To tell you the truth, it’s Margie I’m worried about. All her life she’s cared for me and the girls. It was her who got me thinking about the future when she insisted we let our Susan stay on at school. “Things are going to change, Ron,” she said. “One day women will be allowed to do all kinds of work – like I did during the war. Susan’s a bright girl. She needs to become a teacher … or a nurse.”
She was right. Now, there’s no work in Newcastle for young people without qualifications. The other day, there were 200 girls queuing up for one junior sales assistant position. And some of them had finished their Leaving Certificate exams.
Clever girls like our Susan. She’s the one who encouraged me to master the newfangled slide rule we use for calculating quantities of raw materials at work.
My ticker has settled down now. I take my time climbing up the stairs to Singlet’s office. I’m resigned to my fate. I know I am yesterday’s man.
“Come in,” Singlet says. “Take a seat.”
I brace myself for the inevitable.
“As you know, Ron, we’re installing new BOS furnaces which are going to greatly increase our production and our demand for raw materials.”
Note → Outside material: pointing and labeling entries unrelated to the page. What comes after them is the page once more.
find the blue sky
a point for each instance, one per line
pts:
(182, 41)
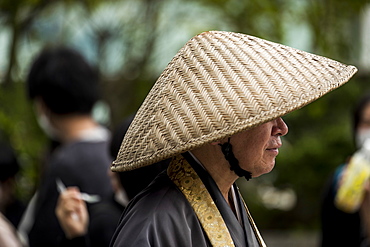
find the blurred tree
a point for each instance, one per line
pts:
(131, 41)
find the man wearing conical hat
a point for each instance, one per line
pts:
(216, 112)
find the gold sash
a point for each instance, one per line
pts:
(188, 181)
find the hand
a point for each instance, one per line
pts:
(365, 210)
(72, 213)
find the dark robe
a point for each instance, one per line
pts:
(161, 216)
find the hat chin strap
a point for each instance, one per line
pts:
(226, 149)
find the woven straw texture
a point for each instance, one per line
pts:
(221, 83)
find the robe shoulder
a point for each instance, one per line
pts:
(160, 216)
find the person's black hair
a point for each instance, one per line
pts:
(64, 81)
(358, 112)
(9, 165)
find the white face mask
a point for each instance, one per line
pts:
(47, 127)
(361, 137)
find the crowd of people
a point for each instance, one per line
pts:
(166, 176)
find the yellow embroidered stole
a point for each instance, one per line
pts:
(188, 181)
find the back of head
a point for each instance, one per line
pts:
(64, 81)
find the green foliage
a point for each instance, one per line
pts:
(19, 128)
(131, 41)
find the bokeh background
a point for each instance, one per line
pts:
(131, 41)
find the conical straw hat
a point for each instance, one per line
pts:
(221, 83)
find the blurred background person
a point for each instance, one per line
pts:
(71, 210)
(341, 228)
(64, 89)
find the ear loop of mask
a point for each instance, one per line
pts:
(226, 149)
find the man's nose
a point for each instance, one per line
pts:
(280, 127)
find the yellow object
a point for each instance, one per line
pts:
(351, 186)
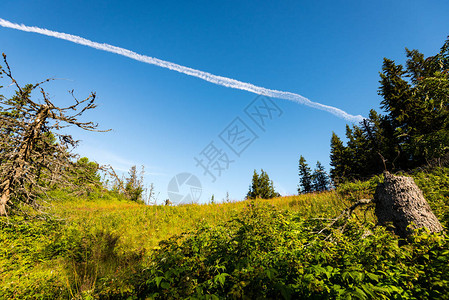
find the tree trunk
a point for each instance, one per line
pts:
(401, 203)
(4, 200)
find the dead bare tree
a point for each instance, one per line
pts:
(34, 154)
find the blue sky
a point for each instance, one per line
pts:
(328, 51)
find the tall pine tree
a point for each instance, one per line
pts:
(261, 187)
(320, 178)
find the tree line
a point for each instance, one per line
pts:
(414, 129)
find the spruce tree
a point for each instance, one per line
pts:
(261, 187)
(320, 178)
(305, 177)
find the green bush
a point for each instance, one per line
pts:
(265, 253)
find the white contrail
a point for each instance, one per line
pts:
(223, 81)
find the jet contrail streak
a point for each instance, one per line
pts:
(220, 80)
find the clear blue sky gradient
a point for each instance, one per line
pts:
(327, 51)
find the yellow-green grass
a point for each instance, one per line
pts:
(143, 227)
(26, 271)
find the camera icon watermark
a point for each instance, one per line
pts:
(184, 188)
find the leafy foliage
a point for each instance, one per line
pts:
(415, 129)
(266, 253)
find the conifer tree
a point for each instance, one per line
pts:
(415, 128)
(320, 178)
(305, 177)
(261, 187)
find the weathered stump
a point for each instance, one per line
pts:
(401, 203)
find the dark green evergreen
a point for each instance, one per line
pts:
(261, 187)
(320, 178)
(415, 128)
(305, 177)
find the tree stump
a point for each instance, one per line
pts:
(401, 203)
“We need a much more efficient way of managing operations. Now, you know this place inside out and I wondered whether you’d be interested in working with the chaps who run the computers. They’re mathematical whizzes but they don’t know all the ins and outs of steel production. You seem to have an instinct for these things. I’ve watched you calculate something on your slide rule and you know instantly whether the answer sounds about right.”
I look up surprised.
He grins at me. “They don’t call me Singlet for nothing, you know. I’m constantly looking over people’s shoulders.”
Turns out he’s not such a bad bloke, after all.
“It’s a short-term position, I’m afraid. It’ll probably take them about six months. And then, who knows?’
A wave of relief flows over me. Six months will take me past my 60th birthday and, with a bit of luck and a new office job, I might get to see Buckingham Palace, after all.